Layer boundaries (see ARCHITECTURE.md)

• [ ] Layer-appropriate changes — a converter fix doesn't touch the HTML builder. A CSS tweak doesn't touch convert.py. Mixed-layer PRs need a strong justification in the body.
• [ ] No new runtime deps — stdlib + markdown only. If the PR adds a dep, it needs a dedicated "why" paragraph and usually an issue of its own for pre-discussion.
• [ ] Layer-0 stays stdlib-only — convert.py + adapters can't pull in markdown either. They produce markdown strings.

Security + privacy

• [ ] No real session data — check every test fixture, docs example, and seed file. If a path looks like /Users/<real_name>/... or mentions a real API key, that's a blocker.
• [ ] Redaction still works — if the PR touches redaction regex or the converter, there must be a test that feeds in a fake secret and asserts it was redacted on the way out.
• [ ] No XSS in rendered HTML — if the PR renders new content from frontmatter or body, it must be HTML-escaped or explicitly wrapped in a trusted template. #74 is the canonical example of what happens when you forget this.
• [ ] No network calls during build — run python3 -m llmwiki build and confirm the console has no GET https://... lines (other than the highlight.js CDN, which is client-side, not build-time).
• [ ] Localhost binding stays default — any new server code must default to 127.0.0.1. Public-bind requires an explicit --host 0.0.0.0 flag.
• [ ] No telemetry, ever — no analytics snippets, no "phone home" health checks, no cloud log shippers.

Code quality

• [ ] Functions have docstrings — new public functions in llmwiki/ need a one-paragraph docstring explaining what, how, and any non-obvious invariants.
• [ ] Inline comments where the reader would get stuck — not comments that narrate every line. Comments answer "why" where the code can't.
• [ ] Error handling matches the module — exporters + adapters degrade gracefully; CLI commands return non-zero exit codes on failure; build never crashes on a single bad file.
• [ ] Type hints on new public functions — -> dict[str, int] style; use Optional[...] or ... | None consistently with neighboring code.
• [ ] No dead code — if the PR touches a function, check if any now-unreferenced helpers should be deleted in the same diff.

Tests

• [ ] Tests cover the happy path AND at least one edge case — empty input, missing field, malformed data, Unicode weirdness. Pick whichever is relevant.
• [ ] Test names describe behavior — test_parse_changelog_handles_ frontmatter_parser_mangling beats test_parse_1.
• [ ] Regression tests lock in recent fixes — every bug fix PR gets at least one test that would have caught the bug before the fix.
• [ ] No reliance on real filesystem outside tmp_path — all tests use tmp_path or monkeypatching. No tests that write under the repo root.
• [ ] Run python3 -m pytest tests/ -q locally — don't trust CI alone; green CI + a broken local run means tests/ depends on state that only CI has.

Docs

• [ ] README updated if a user-visible surface changed (new CLI, new nav link, new file layout).
• [ ] CHANGELOG updated under ## [Unreleased] for every user-visible change.
• [ ] docs/ updated for any architectural change. docs/architecture.md is the source of truth for layer boundaries; docs/reference/entity-schema.md for the model schema; CLAUDE.md for slash-command workflows.
• [ ] docstrings match the code — if the PR renames a flag or changes a return type, every referencing docstring updates too.

Build + runtime smoke

• [ ] Run python3 -m llmwiki build locally on the real wiki.
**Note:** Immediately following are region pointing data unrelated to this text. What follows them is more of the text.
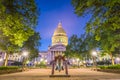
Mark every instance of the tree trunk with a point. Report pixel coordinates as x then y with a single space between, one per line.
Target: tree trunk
6 59
112 60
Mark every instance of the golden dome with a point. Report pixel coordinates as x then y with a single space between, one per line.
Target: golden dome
59 36
59 30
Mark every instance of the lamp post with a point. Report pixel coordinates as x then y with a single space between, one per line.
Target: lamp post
118 60
94 55
78 62
25 55
1 61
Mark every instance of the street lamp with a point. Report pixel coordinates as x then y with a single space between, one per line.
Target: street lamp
78 61
1 59
118 60
94 55
24 54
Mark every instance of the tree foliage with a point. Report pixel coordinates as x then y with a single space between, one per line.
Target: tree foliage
80 47
104 22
No crashes, no warnings that weren't there before, byte-identical output for unrelated pages.
• [ ] Run the preview server, open the affected page, click around. No console errors. No broken images. No 404s on internal links.

Blocker vs nit

Use the two-category rule:

• Blocker — anything from the "Security + privacy" or "Meta" sections, plus failing tests, failing build, or broken layer boundaries. Mark as request changes.
• Nit — style, better variable names, doc wording, missing comment. Mark as comment and don't block.

If you're not sure which, assume blocker. Contributors would rather fix a nit now than re-open the PR in two weeks.